Tensorflow GPU only works on Windows without WSL2 up until a certain older version.
To get it working, I first needed to create a conda env using Python 3.7.
Then, I ran what the Tensorflow Website said to:
conda install -c conda-forge cudatoolkit=11.2 cudnn=8.1.0
# Anything above 2.10 is not supported on the GPU on Windows Native
python -m pip install "tensorflow<2.11"
# Verify the installation:
python -c "import tensorflow as tf; print(tf.config.list_physical_devices('GPU'))"Then, to get things working with .ipynb files, I used conda to install ipykernel.
Then I installed pandas and matplotlib with pip.
But then I got this error: libdevice not found at ./libdevice.10.bc
A few solutions online suggested running conda install -c anaconda cudatoolkit; I did this, but I suspect it was unnecessary and just caused more problems down the line with numpy and urllib3 and whatnot that I had to solve below. In any event, it did not solve the problem immediately.
Then, I tried a combination of answers at "TensorFlow libdevice not found. Why is it not found in the searched path?" and "Can't find libdevice directory ${CUDA_DIR}/nvvm/libdevice. #58681"
First, I found the libdevice.10.bc file at C:\Users\USERNAME\miniconda3\envs\ENVNAME\Library\bin, created the folder C:\Users\USERNAME\miniconda3\envs\ENVNAME\Library\bin\nvvm\libdevice, and copied (not cut) the file to that folder.

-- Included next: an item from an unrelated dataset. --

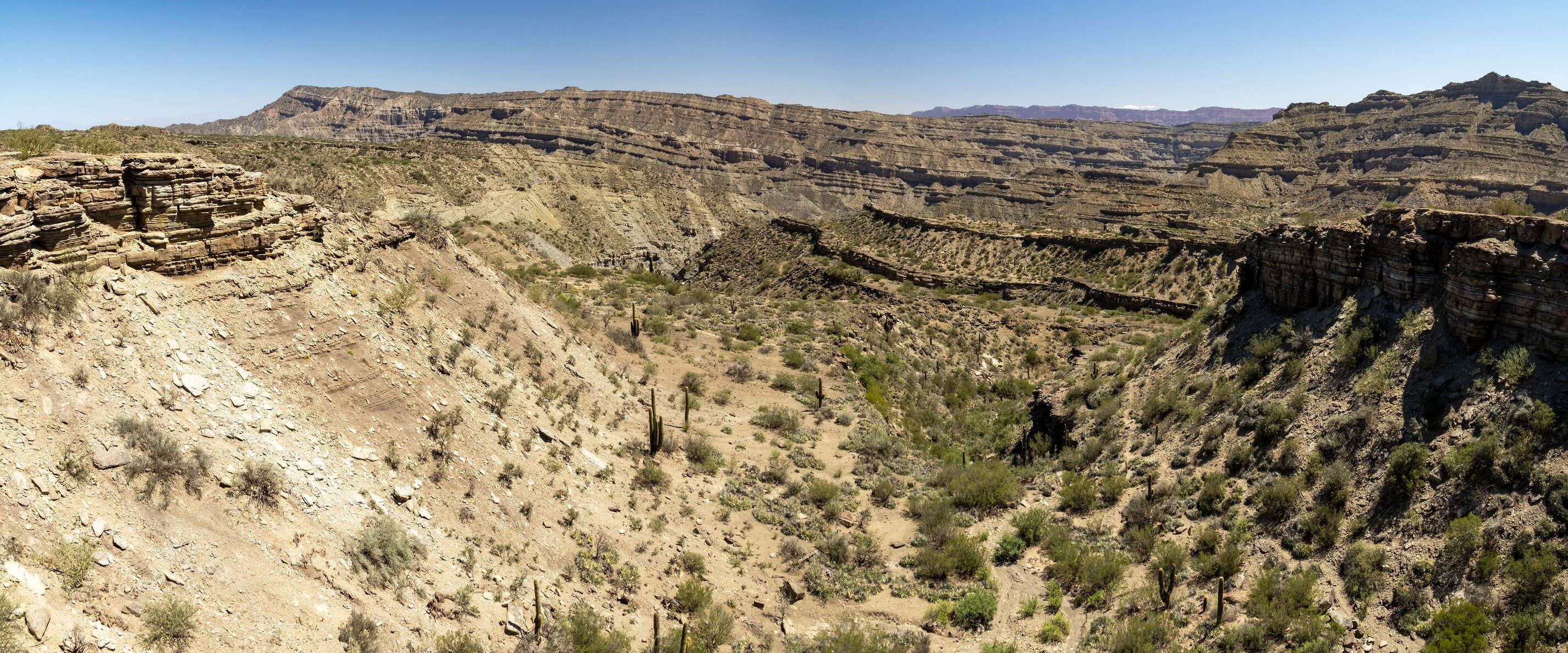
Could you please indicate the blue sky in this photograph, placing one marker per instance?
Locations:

That did not do it by itself, and what's worse, at this point, I had realized that my cudatoolkit install had messed up my pandas install… the following commands were tried in order; generally, at least one thing would break with each command, necessitating the one ahead of it, until finally it was no longer one step forward one step back.

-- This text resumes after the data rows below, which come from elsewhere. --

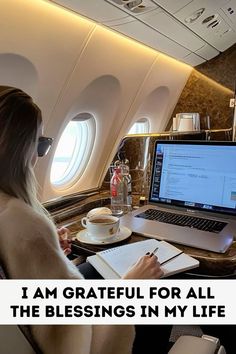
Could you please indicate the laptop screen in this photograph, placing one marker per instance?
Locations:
(198, 175)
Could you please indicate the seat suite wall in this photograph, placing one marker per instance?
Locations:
(74, 65)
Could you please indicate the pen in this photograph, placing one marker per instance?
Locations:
(170, 259)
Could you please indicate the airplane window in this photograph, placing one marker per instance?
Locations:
(73, 151)
(140, 127)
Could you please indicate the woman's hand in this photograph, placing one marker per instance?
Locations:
(147, 267)
(65, 243)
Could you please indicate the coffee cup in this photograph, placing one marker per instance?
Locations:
(100, 226)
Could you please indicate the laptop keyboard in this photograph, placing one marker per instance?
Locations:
(183, 220)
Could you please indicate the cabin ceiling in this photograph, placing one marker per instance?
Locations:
(191, 31)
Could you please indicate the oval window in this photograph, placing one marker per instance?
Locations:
(140, 127)
(73, 150)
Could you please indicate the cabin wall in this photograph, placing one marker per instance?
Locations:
(70, 65)
(209, 89)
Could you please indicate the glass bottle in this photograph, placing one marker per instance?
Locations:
(116, 189)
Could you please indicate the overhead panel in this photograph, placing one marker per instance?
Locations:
(204, 18)
(97, 10)
(172, 5)
(134, 7)
(207, 52)
(193, 59)
(171, 28)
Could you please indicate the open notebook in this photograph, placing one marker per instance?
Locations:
(115, 262)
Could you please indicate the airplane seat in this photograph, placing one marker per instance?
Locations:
(16, 339)
(197, 345)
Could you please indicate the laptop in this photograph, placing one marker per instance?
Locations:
(192, 198)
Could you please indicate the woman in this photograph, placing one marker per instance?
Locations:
(29, 244)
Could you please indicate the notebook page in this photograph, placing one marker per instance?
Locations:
(123, 257)
(120, 259)
(183, 263)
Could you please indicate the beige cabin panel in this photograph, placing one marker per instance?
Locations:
(106, 54)
(49, 38)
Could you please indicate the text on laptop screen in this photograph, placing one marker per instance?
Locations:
(198, 176)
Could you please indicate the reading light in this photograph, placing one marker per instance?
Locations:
(192, 18)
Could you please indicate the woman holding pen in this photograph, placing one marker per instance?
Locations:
(29, 243)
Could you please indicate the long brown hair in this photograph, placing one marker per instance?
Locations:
(20, 119)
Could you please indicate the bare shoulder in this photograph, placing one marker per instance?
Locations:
(17, 215)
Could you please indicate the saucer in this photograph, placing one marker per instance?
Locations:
(121, 235)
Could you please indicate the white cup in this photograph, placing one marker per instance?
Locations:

conda uninstall cudatoolkit
conda uninstall numpy-base
python -m pip install ipykernel
python -m pip install numpy==1.21.6 --force-reinstallAt this point, pandas worked again, but now tensorflow broke at an earlier point than before…
This time, my error was ImportError: urllib3 v2.0 only supports OpenSSL 1.1.1+, currently the 'ssl' module is compiled with LibreSSL 2.8.3.
Online, pip install urllib3==1.26.6 was suggested as a solution, but then this produced a different error: cannot import name 'get_host' from 'urllib3.util.url'
So instead, based on a lower reply at invoke-ai/InvokeAI#3358, I used:
pip uninstall urllib3
pip install 'urllib3<2.0'Finally, TensorFlow was breaking at the same point as before, with not finding libdevice.10.bc!
So, going back to the respective StackOverflow post and GitHub issue, I tried conda install -c nvidia cuda-nvcc as per a later GitHub suggestion, but that didn't do anything.
But setting $env:XLA_FLAGS=--xla_gpu_cuda_data_dir=C:\Users\USERNAME\miniconda3\envs\ENVNAME\Library\bin worked.
It's a bit of a pain to set it each time it runs, but at some point, I can follow the steps at https://conda.io/projects/conda/en/latest/user-guide/tasks/manage-environments.html#windows to have it set on each activation.
Then, I got a new error: Failed to load in-memory CUBIN. Thankfully, as suggested at jax-ml/jax#18572, updating my GPU driver fixed it (and I did not even have to restart my PC, even though the driver installer suggested that I do).
Then, it worked! I confirmed via Task Manager that it's using my GPU to train models. But I suspect a lot off the above steps were unnecessary, and maybe added an extra useless GB of memory. So I may try redoing it without the missteps.